Author at TechGenyz Science
Therepi Device

In the last week, a new study was published in Nature Biomedical Engineering that describes a new device named Therepi, which can be used for stopping heart failure after an attack. The study details how it can restore cardiac function.

According to the researchers, Therepi device possesses a reservoir that gets attached directly to the damaged heart tissue. It has a refill line that connects the reservoir with a port on or under the patient’s skin, right where the therapies can be injected through.

If the patient already has some degree of heart failure, we can use the device to attenuate the progression – Ellen Roche, assistant professor at MIT’s Department of Mechanical Engineering and Institute for Medical Engineering and Science.

She is the co-first author of the study.

Two traditional methods to stop heart failure are insufficient as well as invasive. Therepi device offers the delivery of therapy to the patient’s heart via administering the process. It also ensures drug delivery as many times needed. Additionally, the reservoir of the device can be implanted on the human heart via surgical processes only.

Therepi Drug DeliveryThe study mentions that the reservoir holds the outstanding potential to deliver the drug to heart. It is made out of a gelatin-based polymer, being half-spherically shaped, and its flat bottom gets attached to the affected tissue.

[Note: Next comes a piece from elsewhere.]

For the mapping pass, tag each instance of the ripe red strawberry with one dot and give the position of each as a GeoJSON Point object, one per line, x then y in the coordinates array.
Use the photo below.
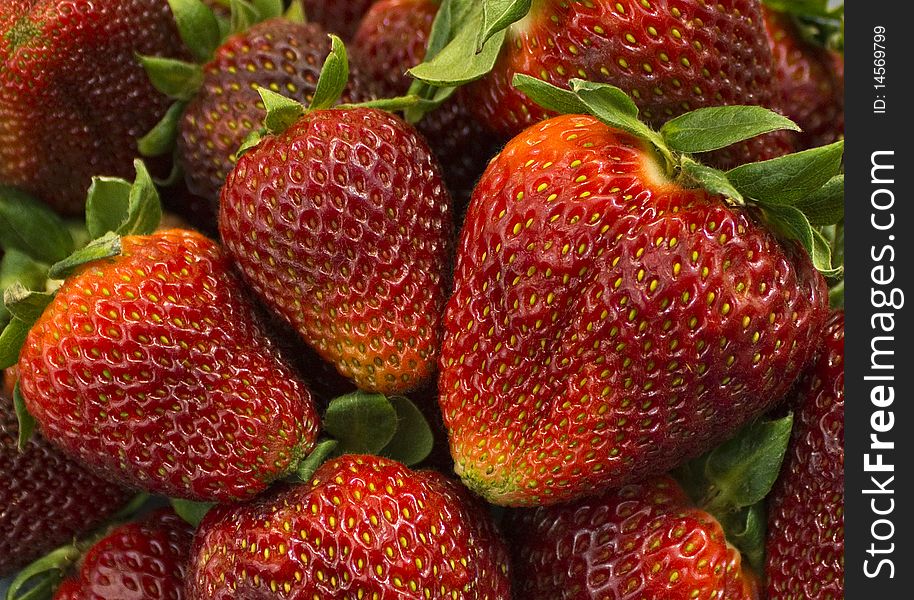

This flat bottom has an adjustable semi-permeable membrane. It can be adjusted to pass drugs consisting of larger materials to the heart directly. In stem cell therapy, the reservoir acts as a cell factory, where the cells stay within it for producing paracrine factors that boost healing in the damaged tissue of the heart.

There was a rat model of Therepi that demonstrated its effectiveness to improve cardiac function after a heart attack. Multiple doses of cells were administered to a damaged heart for over four weeks.

After that, hemodynamic changes were analyzed via a pressure volume catheter, and functional changes over time was compared via echocardiography. Results observed were positive, as the hearts using Therepi had more cardiac functions than hearts receiving a single injection or no treatment.

The capabilities of Therepi device has further opened ways for cardiac and other diagnosis types. Not just that it provides for multiple doses to deliver, but it can as well be used for measuring exact required dosage for various conditions.

While focusing on how the device can mitigate heart disease effects on the body, researchers found out that it can be used for other body parts too. Design optimization and adjustment of materials for constructing the reservoir will lead the device to become useful for a broad range of diseases and health problems.

The researchers of the study are from Harvard University, MIT, Trinity College Dublin, Ireland’s Royal Challenge of Surgeons, AMBER Center, and the National University of Ireland Galway. Medical science may just have taken one step ahead with the introduction of their developed device Therepi!